今回の合併は、AIを単なる開発支援ツールとして導入するだけでなく、事業体制そのものをAI前提へ組み替える動きと捉えられる。
システム構築の生産性を高めるだけなら、個別の開発現場にAIツールを導入する方法も考えられる。
しかし、顧客の構想段階から運用成果まで支援するには、組織、人材、業務プロセスを一体で見直す必要がある。

メリットは、NEC本体と中核子会社に分かれていた知見や人材を集約し、意思決定やサービス提供をより一体化しやすくなる点にある。
特に、AIやデータを活用した提案、開発、運用改善をつなげられれば、従来型の受託開発にとどまらない継続的な顧客支援へ展開しやすくなるだろう。
AI社会実装を掲げる企業にとって、技術力と業務理解を同じ組織内で結びつける意義は大きい。

一方で、統合の効果は自動的に生まれるものではない。
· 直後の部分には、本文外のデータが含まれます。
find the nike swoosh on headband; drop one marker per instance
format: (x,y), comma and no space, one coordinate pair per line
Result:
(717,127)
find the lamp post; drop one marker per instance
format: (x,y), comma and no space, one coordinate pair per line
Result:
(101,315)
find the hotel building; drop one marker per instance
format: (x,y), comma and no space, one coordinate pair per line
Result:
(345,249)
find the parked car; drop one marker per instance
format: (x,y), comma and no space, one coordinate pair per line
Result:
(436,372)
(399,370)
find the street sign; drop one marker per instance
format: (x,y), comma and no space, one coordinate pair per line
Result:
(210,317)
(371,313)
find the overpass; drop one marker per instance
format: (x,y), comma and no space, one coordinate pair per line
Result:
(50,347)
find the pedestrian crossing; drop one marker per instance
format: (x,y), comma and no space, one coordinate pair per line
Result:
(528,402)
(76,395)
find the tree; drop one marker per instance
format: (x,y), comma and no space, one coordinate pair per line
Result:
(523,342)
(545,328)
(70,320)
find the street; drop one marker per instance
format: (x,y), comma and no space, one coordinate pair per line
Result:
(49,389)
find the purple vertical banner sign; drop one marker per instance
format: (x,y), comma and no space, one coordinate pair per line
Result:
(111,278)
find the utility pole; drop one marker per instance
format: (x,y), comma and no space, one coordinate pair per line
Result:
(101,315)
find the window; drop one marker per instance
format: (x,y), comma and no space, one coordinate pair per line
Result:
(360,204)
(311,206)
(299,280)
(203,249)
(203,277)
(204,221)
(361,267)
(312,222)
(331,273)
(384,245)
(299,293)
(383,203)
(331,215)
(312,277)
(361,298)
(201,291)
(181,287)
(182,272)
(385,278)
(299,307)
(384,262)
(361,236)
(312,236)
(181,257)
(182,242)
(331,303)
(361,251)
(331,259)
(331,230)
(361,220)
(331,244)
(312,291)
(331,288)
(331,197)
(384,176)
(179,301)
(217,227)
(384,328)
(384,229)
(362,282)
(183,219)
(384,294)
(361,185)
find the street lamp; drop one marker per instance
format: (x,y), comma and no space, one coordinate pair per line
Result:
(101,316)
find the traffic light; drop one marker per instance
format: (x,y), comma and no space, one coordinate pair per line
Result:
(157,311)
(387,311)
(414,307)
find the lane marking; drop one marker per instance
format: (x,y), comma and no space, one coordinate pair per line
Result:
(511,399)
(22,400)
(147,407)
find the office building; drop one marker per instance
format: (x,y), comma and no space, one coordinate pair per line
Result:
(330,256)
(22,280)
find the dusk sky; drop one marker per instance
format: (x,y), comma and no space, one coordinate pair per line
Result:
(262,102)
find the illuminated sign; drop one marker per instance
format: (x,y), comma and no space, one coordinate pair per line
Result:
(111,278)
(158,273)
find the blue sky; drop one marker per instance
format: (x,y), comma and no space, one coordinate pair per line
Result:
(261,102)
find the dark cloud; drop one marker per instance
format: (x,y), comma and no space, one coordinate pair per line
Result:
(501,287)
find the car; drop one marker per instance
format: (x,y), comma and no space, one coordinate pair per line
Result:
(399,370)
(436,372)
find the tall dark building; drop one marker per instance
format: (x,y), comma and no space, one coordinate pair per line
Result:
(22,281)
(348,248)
大規模なエンジニア組織を再配置し、開発プロセスを標準化し、リスキリングを進めるには時間と現場負荷が伴うだろう。
制度や組織図を変えるだけでなく、現場がAIを前提にした働き方へ移行できるかが課題と言える。

今後は、AIによる効率化と、人材の専門性をどう両立させるかが焦点となりえる。
統合が円滑に進めば、NECはシステム構築企業から、顧客の事業変革を継続的に支える企業へと性格を強める可能性がある。
逆に、人材活用や業務標準化が十分に進まなければ、再編の効果は限定的になるだろう。